Em Portugal, a rápida adequação imposta pela saída da lei que regulamentou, efectivamente, a formatação dos cursos ao Processo de Bolonha fez com que as unidades orgânicas tivessem de avançar para adequações que, em muitos casos, não foram muito além de bipartições das licenciaturas existentes.
Estas bipartições, além de não terem em conta a realidade infraestrutural das faculdades - a profusão de 2ºs ciclos, mesmo quando não há reais condições para estes serem ciclos de excelência -, levantam situações pérfidas, como a exclusão de formação especializada no 1º ciclo, nomeadamente, os estágios.
Como decorre da letra da lei, foi ponto norteador da implementação de Bolonha a comparação dos ciclos existentes na própria universidade com ciclos de estudos internacionais, considerados como de referência na área. Na Universidade de Coimbra, este cenário causou a criação de ciclos de estudos ou mesmo de unidades curriculares, que, na teoria, seriam semelhantes às de referência internacional, mas que, na prática, não têm condições materiais/humanas para funcionar devidamente.
Consequentemente, algumas celeumas proliferam, um pouco por toda a instituição. Casos práticos como a ausência de ensino tutorial e horário de atendimento por parte dos docentes, in lato sensu; as poucas verbas para a internacionalização de estudantes – que, recorde-se, é um dos objectivo máximos apregoados por Bolonha - ou o excesso de carga horária para trabalhadores-estudantes são problemas transversais a quase todas as faculdades. Ainda, as consequências da aplicação do modelo de ECTS para medir trabalho do estudante, que, nem sempre, correspondem ao real esforço de horas dispendidas; a falta de flexibilidade dos curriculae, sem as variantes major/minor e transições feitas “em cima do joelho” foram outras das situações que, mesmo com o acompanhamento dos representantes do corpo estudantil, a UC não conseguiu evitar, com a implementação de Bolonha.

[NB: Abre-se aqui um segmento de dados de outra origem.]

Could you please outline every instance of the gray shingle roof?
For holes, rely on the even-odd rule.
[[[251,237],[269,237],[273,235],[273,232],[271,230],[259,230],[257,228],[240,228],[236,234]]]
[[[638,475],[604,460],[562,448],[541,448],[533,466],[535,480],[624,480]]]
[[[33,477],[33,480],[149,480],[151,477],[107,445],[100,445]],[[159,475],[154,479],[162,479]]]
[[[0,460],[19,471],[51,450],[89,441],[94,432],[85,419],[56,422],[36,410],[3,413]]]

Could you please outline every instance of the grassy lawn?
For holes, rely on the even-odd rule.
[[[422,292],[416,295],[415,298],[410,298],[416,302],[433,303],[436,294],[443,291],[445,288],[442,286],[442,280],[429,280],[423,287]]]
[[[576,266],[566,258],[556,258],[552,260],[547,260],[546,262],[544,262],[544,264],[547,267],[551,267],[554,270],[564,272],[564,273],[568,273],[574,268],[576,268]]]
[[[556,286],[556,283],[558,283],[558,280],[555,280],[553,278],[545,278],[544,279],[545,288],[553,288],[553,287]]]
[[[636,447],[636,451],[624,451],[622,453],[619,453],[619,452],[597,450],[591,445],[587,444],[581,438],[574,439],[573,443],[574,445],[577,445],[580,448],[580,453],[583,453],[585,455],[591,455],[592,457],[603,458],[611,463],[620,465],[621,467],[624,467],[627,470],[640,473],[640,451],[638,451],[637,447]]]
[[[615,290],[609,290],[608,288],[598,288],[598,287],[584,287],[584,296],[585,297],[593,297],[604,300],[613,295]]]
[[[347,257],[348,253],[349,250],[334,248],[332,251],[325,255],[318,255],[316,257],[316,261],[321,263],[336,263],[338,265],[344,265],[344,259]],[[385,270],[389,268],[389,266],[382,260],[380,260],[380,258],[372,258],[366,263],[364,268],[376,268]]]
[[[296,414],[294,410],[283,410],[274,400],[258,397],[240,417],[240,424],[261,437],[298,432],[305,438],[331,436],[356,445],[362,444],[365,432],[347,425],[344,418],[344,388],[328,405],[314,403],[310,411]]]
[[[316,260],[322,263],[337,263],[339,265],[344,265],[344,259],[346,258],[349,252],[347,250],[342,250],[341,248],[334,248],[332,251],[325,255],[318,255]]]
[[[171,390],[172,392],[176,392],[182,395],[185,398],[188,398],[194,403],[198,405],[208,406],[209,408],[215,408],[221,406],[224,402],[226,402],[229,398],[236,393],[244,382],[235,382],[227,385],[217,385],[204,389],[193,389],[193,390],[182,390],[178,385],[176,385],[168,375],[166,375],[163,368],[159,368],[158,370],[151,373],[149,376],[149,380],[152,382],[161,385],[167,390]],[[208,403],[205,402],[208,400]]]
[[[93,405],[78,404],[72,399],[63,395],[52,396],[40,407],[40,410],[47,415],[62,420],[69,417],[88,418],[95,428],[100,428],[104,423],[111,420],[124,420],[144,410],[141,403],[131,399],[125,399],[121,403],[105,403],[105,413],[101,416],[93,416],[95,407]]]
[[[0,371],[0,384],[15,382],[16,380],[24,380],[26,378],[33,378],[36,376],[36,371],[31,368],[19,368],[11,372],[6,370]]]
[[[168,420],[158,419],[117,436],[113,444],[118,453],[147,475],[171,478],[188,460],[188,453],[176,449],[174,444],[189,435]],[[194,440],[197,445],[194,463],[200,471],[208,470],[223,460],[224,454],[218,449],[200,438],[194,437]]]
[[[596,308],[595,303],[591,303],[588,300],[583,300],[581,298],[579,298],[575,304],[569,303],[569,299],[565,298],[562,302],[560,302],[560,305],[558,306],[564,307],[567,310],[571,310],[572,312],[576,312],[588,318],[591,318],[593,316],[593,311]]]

No que diz respeito ao mercado de trabalho, existe a necessidade real de avaliar as diferenças de valorização entre uma licenciatura pré-Bolonha e uma licenciatura ajustada ao modelo de uniformização europeu de ensino. Se, para alguns cursos – mais técnicos -, não é necessária a realização de um segundo ciclo especializante; noutros, maioritários, como são os casos das ciências da saúde, psicologia ou áreas relacionadas com o ensino, é impensável a não realização de um segundo ciclo, que é o que permite, em última instância, ambicionar um emprego qualificado na área de estudos de primeiro ciclo.
Agora, é a altura para reflectir, dois anos volvidos após a primeira reforma. A qualidade e excelência dos processos de ensino/aprendizagem devem ser compassos certos da actuação dos órgãos de governo responsáveis pela criação, adequação e manutenção dos ciclos de estudo. Neste sentido, emerge a importância do Sistema de Gestão de Qualidade Pedagógica e da nova Agência de Avaliação e Acreditação do Ensino Superior, cuja criação está para breve, organismos que forneceriam dados estatísticos representativos, passíveis de serem organizados como vectores de actuação para a melhoria da qualidade.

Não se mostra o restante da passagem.